Write Bandwidth Limitations

~128 MB/s => 100 MB/s @ 90% efficiency
- Assuming no cleaning overhead
- ~100k recs/sec (1 KB recs)
- ~100k/z writes/sec/disk
- z = 2 => max 50k writes/sec (20% of 1M ops/sec/server)

Questions

Idle standbys versus homogeneous load
Parameters - replicas (z) and shards; how do we choose them? On what granularity are they?
Major failures: How long to bring up if we lose DC power?
Reconstituting failed backup disks? Don't?
All backups must be able to initiate reconstruction.
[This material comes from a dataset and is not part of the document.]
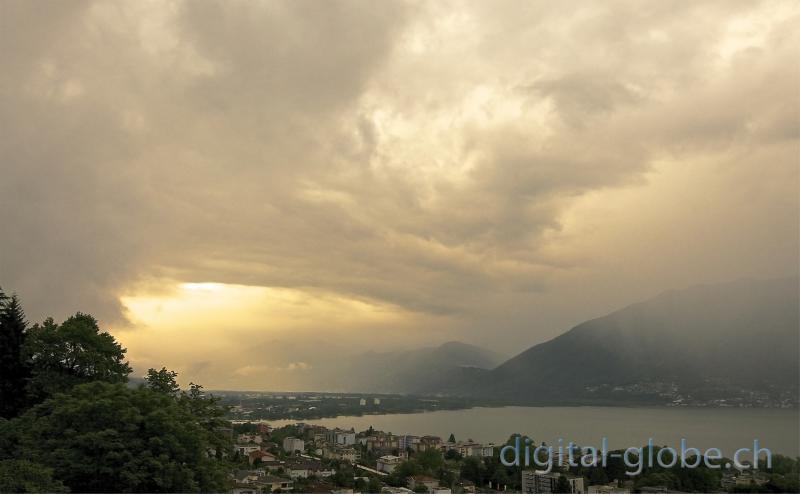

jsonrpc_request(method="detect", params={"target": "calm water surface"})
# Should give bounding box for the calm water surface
[270,407,800,456]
Why?
Flash may be worth another look, particularly if we can play games in the FTL.

Disk write bandwidth
Best approach to achieve good write bandwidth on disk: have at least 3 disks, one for write logging, one archiving the last amount of log data, one for compaction. Using this scheme we can completely eliminate seeks which should give us about 100 MB/s. Unfortunately, we'll need RAID as well so the total is more than 3 disks just to achieve the write bandwidth of 1 disk.
Network bandwidth
Incast issues on reconstruction
- Particularly at TOR switches, etc.
- Otherwise lower-bound on machine reconstruction is about 1 min.

...

Backups are not recovered either
On non-responsive backups a new backup is chosen based on load and location (must be outside of rack, etc.) and bootstrapped
- Bootstrap from the primary or from the other backup?
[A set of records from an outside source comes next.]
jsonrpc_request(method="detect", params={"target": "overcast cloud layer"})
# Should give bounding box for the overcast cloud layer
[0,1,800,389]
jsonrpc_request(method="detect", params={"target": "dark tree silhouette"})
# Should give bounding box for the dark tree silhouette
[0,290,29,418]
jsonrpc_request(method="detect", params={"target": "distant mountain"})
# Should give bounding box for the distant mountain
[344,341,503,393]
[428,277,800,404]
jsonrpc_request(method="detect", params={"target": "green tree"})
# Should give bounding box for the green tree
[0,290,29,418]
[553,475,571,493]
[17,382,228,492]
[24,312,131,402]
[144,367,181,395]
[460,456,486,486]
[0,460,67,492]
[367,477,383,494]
How much serving capacity will need to be reserved versus the amount that a host can act as backup for?
- We'll need some target ratios based on the failure rate of machines in order to trigger migration of shards to less loaded servers
Shard sizes?
- Static?
- Dynamic?
Index backup?
- Shard and store along with the values
- How do we shard, though, since it is ordered on a different key
We still really have no idea what the workload looks like which makes it hard to tell if any of these approaches is reasonable. In particular, we really have no idea how much disk bandwidth we'll really need to make the system work.